Introduction
The assessment, jointly convened by Harm Reduction International (HRI) and The Kenya Legal and Ethical Issues Network on HIV and AIDS (KELIN) aimed to document the impact of funding cuts on harm reduction services in Kenya and identify opportunities for advocacy and domestic resource mobilisation to safeguard existing harm reduction achievements amid shifting donor priorities. The research employed a mixed-method approach.
“We lost clients to overdose because there was no administration of naloxone since peer educators could not report or offer [it]. We are scared it might happen again.” – community representative, Mombasa
Key Findings
The assessment made seven key findings that define the current harm reduction landscape in Kenya:
- Service disruptions: Methadone services have been interrupted due to a loss of human resources and reduced outreach, forcing some people to ration or share medication, and also transfers of MAT services to government facilities, which were affected by low integration.
- Notable increase in lost to follow-up clients: This is largely attributed to service interruptions, stock-outs, and reduced outreach activities due to funding cuts. This is affecting both OAT clients and people supported by harm reduction programmes and follow-ups run by the Harm Reduction community service organisations.
- Workforce attrition: Funding uncertainty has caused staff layoffs, low morale, weakened supervision, reduced service delivery, and uncertainty on harm reduction programming.
- Donor reprioritisation risks: The Global Fund’s reprogramming process under GC7 has reduced the harm reduction allocations by USD 2.4 m.
- Limited domestic financing: Despite political commitment from the government, national and county budgets allocate minimal funding for harm reduction, mainly due to legal and policy barriers. However, the government does purchase the methadone used in the Global Fund-supported harm reduction program. The government also supports staff recruitment for some OAT clinics and allocates space for harm reduction facilities within existing public buildings.
- Fragmented coordination: The absence of a solid national harm reduction coordination mechanism across stakeholders has led to duplication, weak accountability, and poor integration of harm reduction into public health systems.
- Community resilience: Networks of people who inject drugs displayed strong self-organisation and advocacy potential, demonstrating the community’s readiness to lead responses if adequately supported and resourced, importantly by strengthening domestic funding for communities and civil society through social contracting.
Our analysis revealed a strong correlation between funding volatility and service instability. Disruptions to OAT are directly linked to people stopping or interrupting both OAT and ART, as clients are not attending or accessing services as they did before.
Advocacy entry-points
The assessment identified six strategic advocacy entry points to navigate the crisis and rebuild resilience in Kenya’s evolving health and fiscal context.

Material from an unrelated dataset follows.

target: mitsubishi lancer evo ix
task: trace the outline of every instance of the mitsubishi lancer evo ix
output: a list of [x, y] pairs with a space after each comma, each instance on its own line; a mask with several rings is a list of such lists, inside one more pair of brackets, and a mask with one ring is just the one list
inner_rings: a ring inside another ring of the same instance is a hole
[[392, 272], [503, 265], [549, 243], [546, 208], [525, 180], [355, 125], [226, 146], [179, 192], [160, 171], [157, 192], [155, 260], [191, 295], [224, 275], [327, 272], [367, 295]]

- Domestic resource mobilisation: Advocate for the inclusion of harm reduction programming in national and county recurrent budgets and Social Health Insurance (SHI) to reduce donor dependency and ensure sustainability.
- Global Fund and the Country Coordinating Mechanism (CCM) engagement: Influence the Global Fund Grant Cycle 8 (GC8) funding request to protect harm reduction funding and enhance key population representation in decision-making.
- Legal and policy reform: Advocate for the redrafting and passage of the Harm Reduction Bill (the aspect of serious validation fora was mentioned so that all critical partners can have a buy in) and review the Narcotic Drugs and Psychotropic Substances (Control) Act to decriminalise personal drug use, promote a health-based response to drug use and enable government investment in harm reduction.
- Integration into universal health coverage (UHC) and primary healthcare: Position harm reduction as a core part of Kenya’s UHC agenda and integrate into primary healthcare points.
- Improve coordination across sectors: Establish a national harm reduction coordination platform to align donor, government, community, and civil society efforts.
- Empower communities: Strengthen the advocacy capacity of networks of people who use and inject drugs so community members can better influence budgets, policies, and accountability processes.